All expenses represented by current service cost, past service cost, if any, and net interest on defined benefit liabilities / (assets) are recognized in the standalone statement of profit and loss. Remeasurement of the net defined benefits liabilities/ (assets) comprising actuarial gains and losses and the return on the plan assets (excluding amounts included in net interest on the net defined benefit liabilities /assets), are recognized in other comprehensive income. Such remeasurements are not reclassified to the standalone statement of profit and loss in the subsequent periods.

Past service cost is recognized immediately to the extent that the benefits are already vested, else is amortized on a straight-line basis over the average period until the amended benefits become vested. Actuarial gain or losses in respect of the defined benefits plan are recognized in the standalone statement of profit and loss in the year in which they arise.

The Company presents the above liabilities as current and non-current in the balance sheet as per the actuarial valuation by the independent actuary.

p) Segment Reporting

Segments are identified having regard to the dominant source and nature of the risks and returns and the internal organization and management structures. The Company has considered business segments as primary segments. The Company does not have any geographical segments.

Identification of Segments

The Company’s operating business are organized and managed separately according to the nature of the products and services provided, with each segment representing a strategic business unit that offers the different products and serves the different markets.
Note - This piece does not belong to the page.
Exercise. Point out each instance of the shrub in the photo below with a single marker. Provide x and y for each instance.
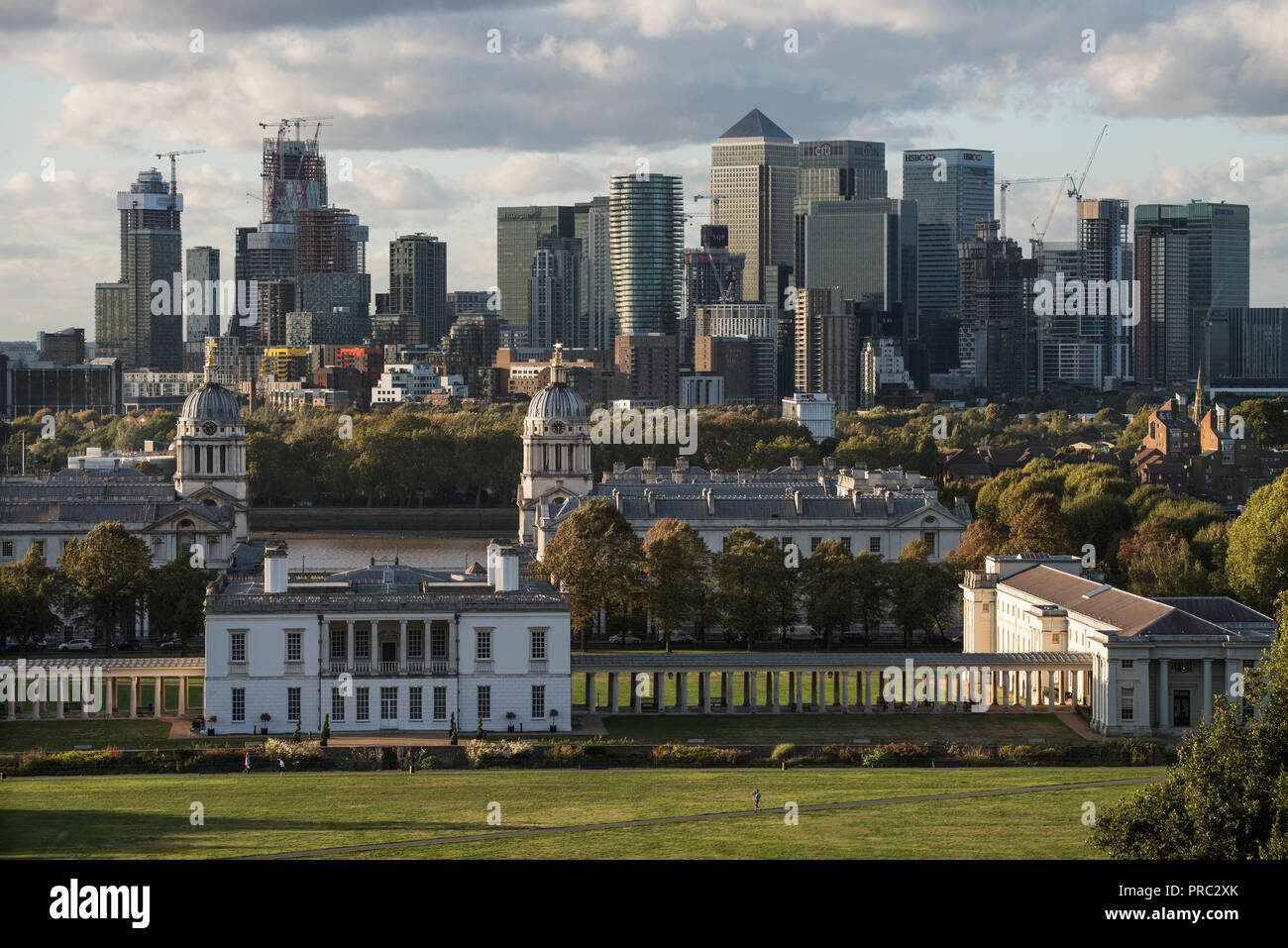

Majorly, the Company’s business segments are Aluminium Powder and Paste, Aluminium Conductor, Aluminium Foils and Others.
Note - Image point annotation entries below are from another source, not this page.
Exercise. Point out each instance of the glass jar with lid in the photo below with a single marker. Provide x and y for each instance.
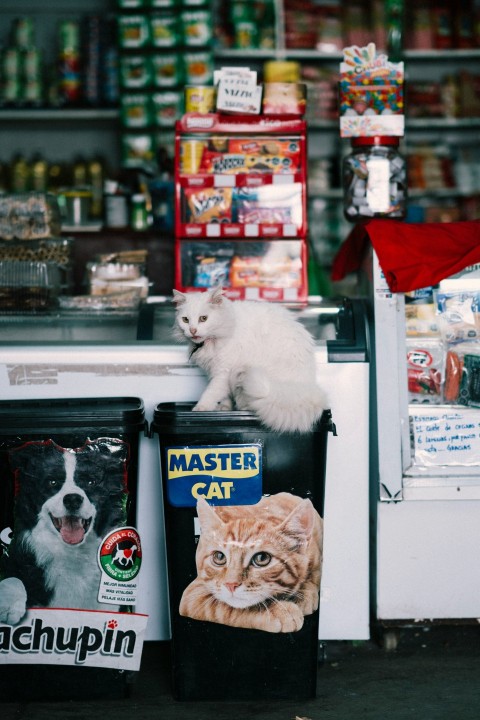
(374, 179)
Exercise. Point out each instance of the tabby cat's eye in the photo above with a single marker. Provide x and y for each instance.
(261, 559)
(219, 558)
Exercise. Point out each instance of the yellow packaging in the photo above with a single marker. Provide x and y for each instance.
(281, 71)
(191, 152)
(200, 98)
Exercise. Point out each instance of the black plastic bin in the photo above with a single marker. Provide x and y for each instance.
(258, 530)
(37, 425)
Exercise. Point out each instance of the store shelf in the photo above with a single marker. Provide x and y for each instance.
(442, 55)
(57, 114)
(276, 54)
(443, 123)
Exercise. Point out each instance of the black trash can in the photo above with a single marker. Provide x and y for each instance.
(244, 530)
(68, 479)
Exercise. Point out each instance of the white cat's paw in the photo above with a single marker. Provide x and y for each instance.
(202, 407)
(287, 617)
(13, 601)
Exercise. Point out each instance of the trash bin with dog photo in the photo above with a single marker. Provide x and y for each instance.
(244, 528)
(69, 550)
Segment Accounting Policies

The Company’s Board of Directors is identified as the Chief Operating Decision Maker (CODM). The CODM reviews the overall financial information of the Company together for performance evaluation and allocation of resources and does not review any discrete information to evaluate the performance of any individual products or geography. The Company prepares its segment information in conformity with the accounting policies adopted for preparing and presenting the standalone financial statements of the Company as a whole.

Operating Segments are reported in a manner consistent with the internal reporting provided to the Chief Operating Decision Maker (CODM). The CODM is responsible for assessing the performance and allocating the resources of the operating segment of the Company. Refer “Note No. 43” for Segment information.

q) Earnings per Share

The Company reports the basic and diluted Earnings per Share (EPS) in accordance with Ind AS - 33, “Earnings per Share”. Basic EPS is computed by dividing the net profit or loss attributable to the equity shareholders of the Company for the period by the weighted average number of Equity shares outstanding during the period.
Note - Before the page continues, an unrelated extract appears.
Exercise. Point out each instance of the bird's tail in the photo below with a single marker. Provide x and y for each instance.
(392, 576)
Diluted EPS is computed by dividing the net profit or loss attributable to the equity shareholders for the period by the weighted average number of Equity shares outstanding during the period as adjusted for the effects of all potential equity shares, except where the results are anti - dilutive.

The weighted average number of Equity shares outstanding during the period is adjusted for events such a bonus Issue, bonus elements in right issue, share splits, and reverse share split (consolidation of shares) that have changed the number of Equity shares outstanding, without a corresponding change in resources.